If you purchase a non-Apple desktop PC or laptop, chances are it’s going to be running Windows 10 with very few exceptions. Lenovo is expanding on the available alternatives, though, by introducing support and certification for Linux on some of its Think-branded hardware this summer.
Lenovo has committed to offering the complete line-up of ThinkStation and ThinkPad P Series models with the option of Linux coming pre-installed. More specifically, a choice of Red Hat Enterprise Linux or Ubuntu LTS (Long Term Support) will be offered. Alongside that, Lenovo is promising “full end-to-end support,” which means these models will continue to receive security patches and software updates, firmware and BIOS updates, and drivers. In fact, Lenovo intends to produce drivers which can then be integrated into the Linux kernel.

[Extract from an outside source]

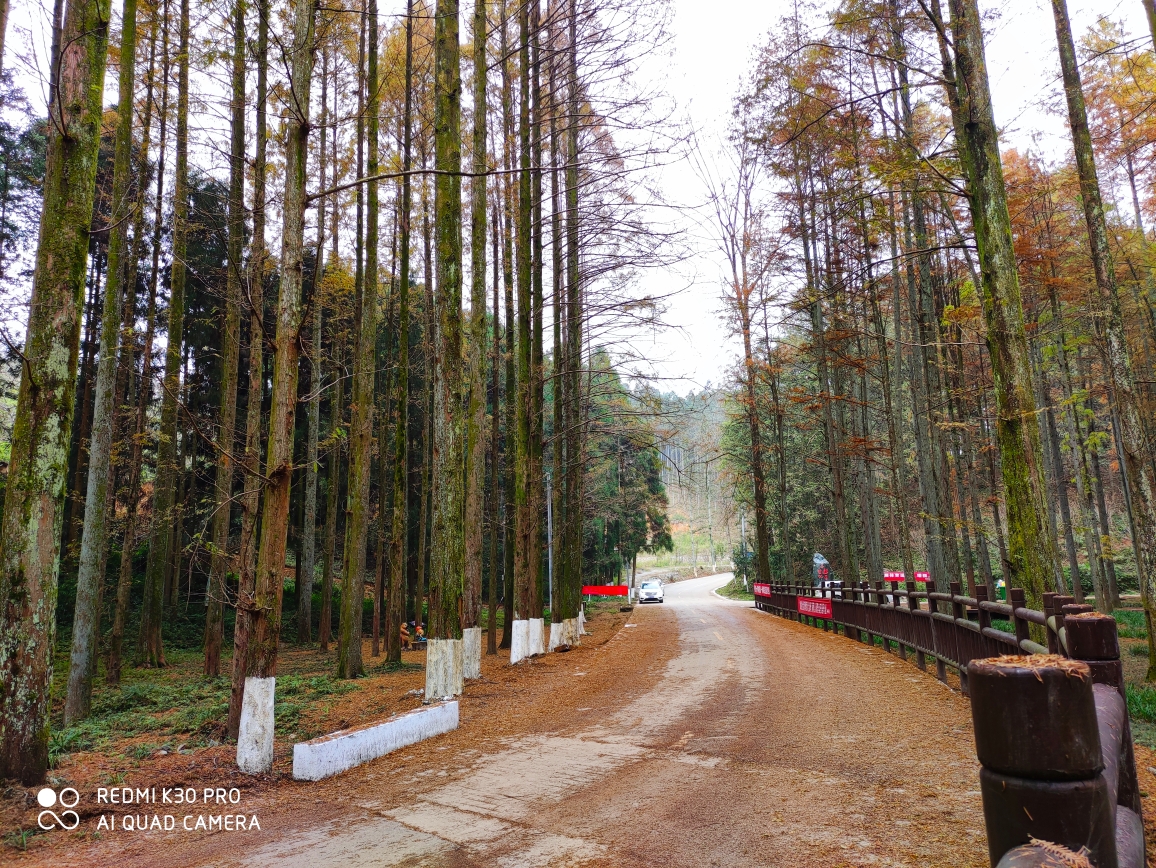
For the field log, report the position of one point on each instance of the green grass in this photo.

So why is Lenovo choosing to support Linux now? The company points out that of the 250 million computers sold each year, 7.2 million run Linux, which while niche is quite a sizeable user base. Lenovo wants to support the “data scientists, developers, application engineers, scientists” and other users for whom Linux is actually an essential operating system. The company also sees a gap in the market for offering hardware running Linux without the uncertainty surrounding “system stability, restricted performance, compatibility, end-user productivity and even IT support” that comes with trying to switch a Windows 10 device over to running the alternative OS.
Dell has been offering Developer Editions of its XPS laptops for years running Ubuntu, but Lenovo is looking to make a stronger, more long-term commitment to Linux. And if you don’t like either Ubuntu or Red Hat, or don’t want a P Series device, there’s also the option of Fedora on the ThinkPad X1 arriving this summer.